Data types#

In essence, the purpose of ERT is to pass uncertain parameter values to a forward model and then store the resulting outputs. Forward models include all necessary pre-processing and post-processing steps, as well as the computational model (e.g., a physics simulator like ECLIPSE) that produces the predictions. Consequently, ERT must be able to read and write data in a format compatible with the forward model.

Data managed by ERT are organized into distinct data types, each of which will be detailed in this chapter. The data types in ERT can be classified based on two main criteria:

  1. Dynamic behaviour: whether the data type is a static input to the simulator, such as porosity or permeability, or an output of the simulation.

  2. Implementation: this includes the type of files it can read and write, how it is configured, and so forth.

Note: All data types share a common namespace, meaning that each keyword must be globally unique.

Scalar parameters with a template: GEN_KW#

This section describes the distributions built into ERT that can be used as priors. For detailed description and examples on how to use the GEN_KW keyword, see here.

The algorithms used for updating parameters expect normally distributed variables. ERT supports other types of distributions by transforming normal variables as outlined next.

  1. ERT samples a random variable x ~ N(0,1) - before outputing to the forward model this is transformed to y ~ F(Y) where the distribution F(Y) is the correct prior distribution.

  2. When the prior simulations are complete ERT calculates misfits between simulated and observed values and updates the parameters; hence the variables x now represent samples from a posterior distribution which is Normal with mean and standard deviation different from (0,1).
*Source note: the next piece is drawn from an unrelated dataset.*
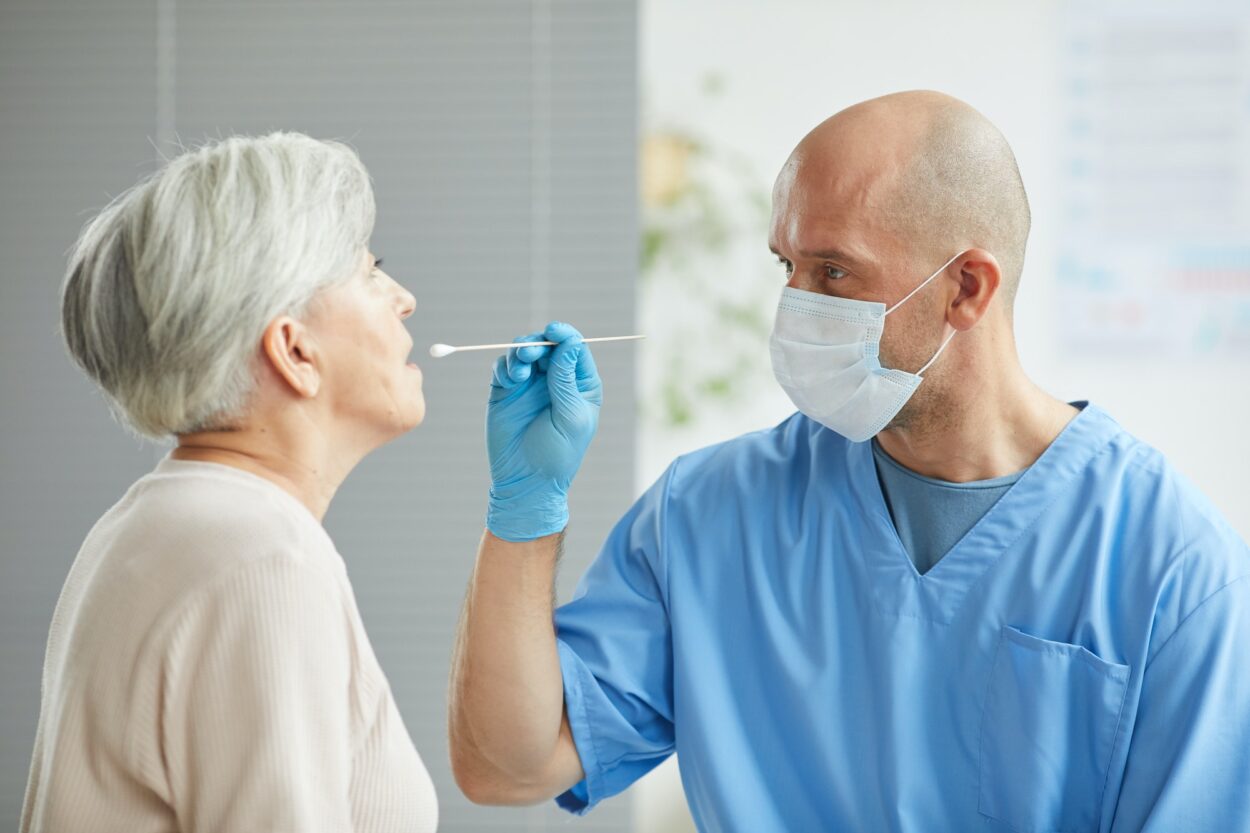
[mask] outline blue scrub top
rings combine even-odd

The transformation prescribed by F(y) still “works” - but it no longer maps to a distribution in the same family as initially specified by the prior. A consequence of this is that the update process can not give you a posterior with updated parameters in the same distribution family as the Prior.

Reproducibility#

When ERT samples values there is a seed for each parameter. This means that if ERT is started with a fixed RANDOM_SEED each prior that is sampled will be identical. When running without a random seed ERT will output which random seed was used, so it is possible to reproduce results as long as that is kept.
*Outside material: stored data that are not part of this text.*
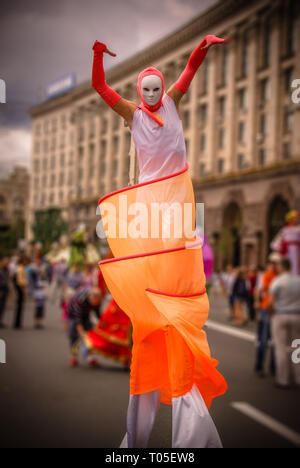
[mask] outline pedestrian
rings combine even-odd
[[[15,306],[15,322],[14,328],[22,328],[22,318],[24,302],[26,297],[26,288],[28,285],[25,266],[28,265],[28,260],[24,256],[20,256],[17,262],[17,269],[13,277],[13,283],[16,291],[16,306]]]
[[[247,307],[248,307],[248,317],[251,322],[255,320],[255,287],[257,282],[257,270],[254,266],[252,266],[247,273],[247,290],[248,290],[248,298],[247,298]]]
[[[68,303],[68,334],[71,348],[70,367],[78,366],[78,352],[84,343],[85,334],[93,328],[91,312],[99,318],[101,291],[98,288],[81,289],[75,293]],[[88,365],[98,367],[97,361],[89,354]]]
[[[261,277],[260,296],[261,300],[258,307],[258,322],[257,322],[257,349],[255,359],[255,372],[258,376],[264,377],[264,363],[268,344],[271,345],[271,328],[269,316],[269,288],[272,281],[277,276],[276,265],[279,258],[274,254],[270,256],[267,264],[267,269]],[[270,346],[270,373],[275,373],[275,358],[273,347]]]
[[[278,265],[279,275],[270,286],[272,334],[276,357],[276,386],[289,388],[290,368],[300,387],[300,365],[289,356],[291,344],[300,338],[300,276],[291,271],[287,258]]]
[[[0,328],[4,328],[4,313],[9,294],[9,258],[0,257]]]
[[[237,270],[237,275],[232,289],[234,325],[242,327],[248,322],[244,313],[244,306],[248,300],[248,291],[246,286],[246,271],[244,268]]]
[[[236,280],[236,271],[233,268],[233,265],[229,264],[226,267],[226,272],[222,276],[222,282],[224,285],[225,294],[228,300],[229,306],[229,320],[234,319],[234,296],[233,296],[233,286]]]
[[[40,279],[35,284],[33,298],[35,301],[34,328],[36,330],[41,330],[44,328],[43,321],[45,316],[45,302],[47,294],[45,291],[45,284]]]

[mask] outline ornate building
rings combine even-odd
[[[138,73],[160,69],[166,89],[203,36],[230,36],[209,51],[181,101],[196,198],[217,267],[261,263],[289,208],[300,208],[300,78],[297,0],[223,0],[181,29],[106,73],[126,99],[139,102]],[[36,209],[58,205],[70,228],[92,235],[99,197],[129,181],[130,132],[84,83],[31,109],[33,153],[30,222]]]
[[[18,219],[25,220],[28,207],[29,174],[24,167],[15,167],[6,179],[0,180],[0,230],[6,231]]]

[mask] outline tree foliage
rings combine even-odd
[[[32,225],[34,240],[41,242],[43,249],[49,250],[53,242],[58,242],[61,235],[68,230],[59,208],[49,208],[46,211],[36,211]]]

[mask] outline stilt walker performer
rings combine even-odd
[[[114,256],[99,265],[133,326],[123,448],[147,447],[160,402],[172,405],[173,448],[222,447],[208,409],[227,385],[202,330],[209,302],[178,109],[209,48],[224,42],[206,36],[166,93],[161,72],[143,70],[137,83],[140,105],[107,85],[103,53],[116,54],[101,42],[93,46],[92,85],[127,122],[140,170],[137,185],[99,201]]]

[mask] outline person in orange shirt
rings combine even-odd
[[[271,339],[271,328],[270,328],[270,317],[269,317],[269,305],[270,295],[269,290],[272,281],[277,276],[276,273],[277,260],[272,256],[269,259],[267,269],[262,276],[261,284],[258,286],[260,298],[256,304],[259,309],[258,323],[257,323],[257,350],[256,350],[256,362],[255,372],[260,376],[264,377],[264,362],[266,357],[266,351],[268,342]],[[260,300],[259,300],[260,299]],[[271,348],[270,356],[270,373],[275,374],[275,358],[274,351]]]

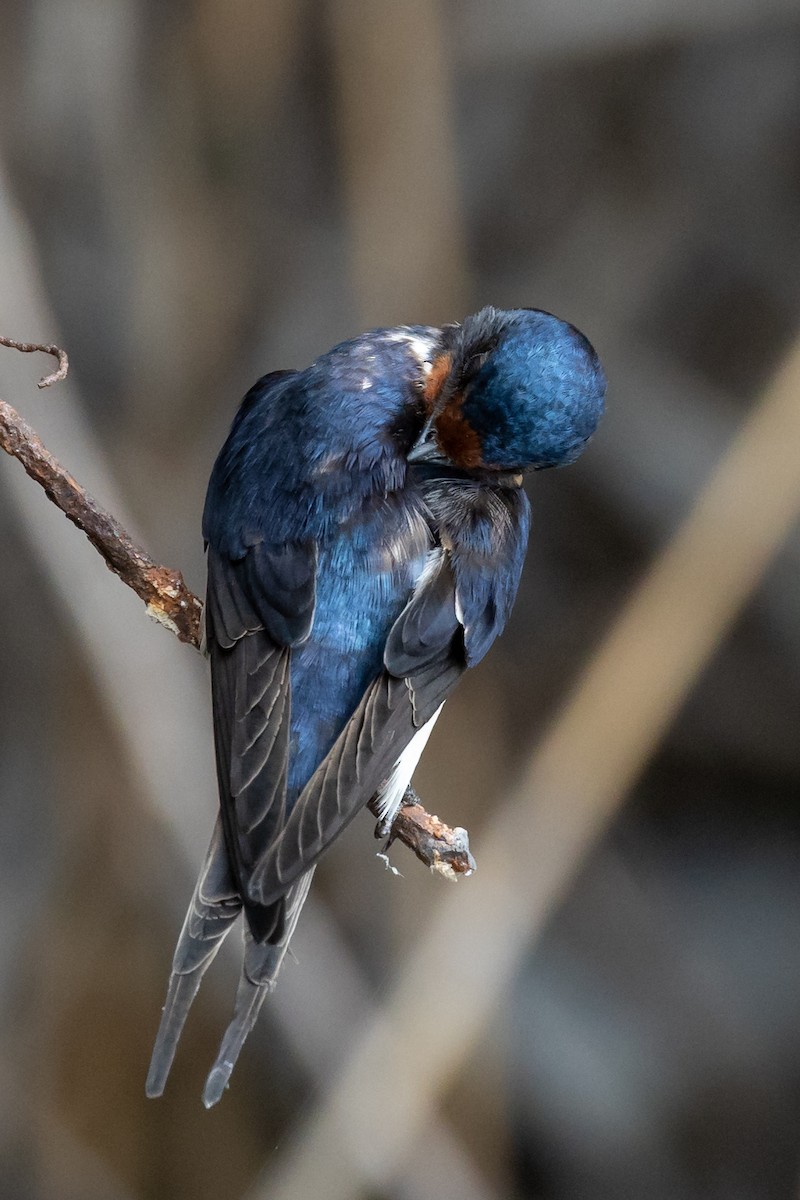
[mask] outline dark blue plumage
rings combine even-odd
[[[509,315],[462,411],[485,463],[562,467],[594,433],[604,394],[599,359],[583,334],[550,313],[524,310]]]
[[[319,855],[373,797],[390,822],[441,704],[502,632],[528,537],[522,471],[600,417],[589,343],[536,310],[377,330],[264,376],[203,517],[220,820],[173,961],[148,1093],[242,909],[219,1099]]]

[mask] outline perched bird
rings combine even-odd
[[[219,1100],[317,859],[373,797],[390,823],[446,697],[506,624],[523,473],[573,462],[604,394],[577,329],[494,308],[366,333],[248,392],[203,516],[220,812],[148,1095],[243,909],[235,1012],[203,1094]]]

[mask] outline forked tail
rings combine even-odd
[[[222,1096],[259,1009],[275,986],[313,873],[312,868],[289,889],[285,924],[277,944],[259,944],[247,923],[244,924],[244,962],[236,1007],[206,1080],[203,1103],[207,1108]],[[218,820],[175,948],[167,998],[147,1074],[145,1091],[148,1096],[160,1096],[164,1091],[186,1017],[203,976],[241,910],[242,901],[228,866]]]

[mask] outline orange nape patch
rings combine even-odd
[[[465,418],[461,407],[464,393],[456,392],[453,399],[436,418],[436,440],[456,467],[465,471],[483,465],[480,438]]]
[[[440,354],[438,358],[433,360],[433,366],[428,372],[428,377],[425,380],[425,387],[422,391],[422,398],[425,401],[425,408],[430,414],[433,411],[433,406],[439,398],[439,393],[444,387],[444,381],[450,374],[453,368],[452,354]]]

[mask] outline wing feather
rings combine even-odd
[[[313,620],[316,553],[289,543],[241,558],[208,551],[211,657],[220,813],[234,877],[256,936],[280,937],[284,901],[247,902],[253,865],[286,819],[291,647]]]
[[[433,506],[440,552],[392,626],[384,670],[254,864],[249,896],[258,904],[284,895],[380,792],[467,666],[502,632],[527,542],[527,499],[486,487],[445,499],[449,505]]]
[[[386,669],[368,687],[278,838],[255,866],[253,901],[274,903],[316,862],[386,783],[403,751],[465,670],[455,581],[446,555],[392,627],[386,659]]]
This section only applies if a fixed seed is used:
  • If the ensemble size is increased from N -> N+1 the N first realizations will be identical to before

  • Parameter order is irrelevant

  • Parameter names are case sensitive, PARAM:MY_PARAM != PARAM:myParam

NORMAL: Gaussian Distribution#

The NORMAL keyword allows assigning a Gaussian (or normal) prior to a variable. It requires two arguments: a mean value and a standard deviation.

Syntax#

VAR NORMAL <mean_value> <standard_deviation>

Parameters#

  • <mean_value>: The mean of the normal distribution.

  • <standard_deviation>: The standard deviation of the normal distribution.

Example#

For a Gaussian distribution with mean 0 and standard deviation 1 assigned to the variable VAR:

VAR NORMAL 0 1
../../_images/normal.png

Notes#

The NORMAL keyword is integral for scenarios demanding priors that reflect typical real-world data patterns, as the Gaussian distribution is prevalent in many natural phenomena.

LOGNORMAL: Log Normal Distribution#

The LOGNORMAL keyword is used to assign a log normal prior to a variable. A variable is considered log normally distributed if the logarithm of that variable follows a normal distribution. If \(X\) is normally distributed, then \(Y = e^X\) is log normally distributed.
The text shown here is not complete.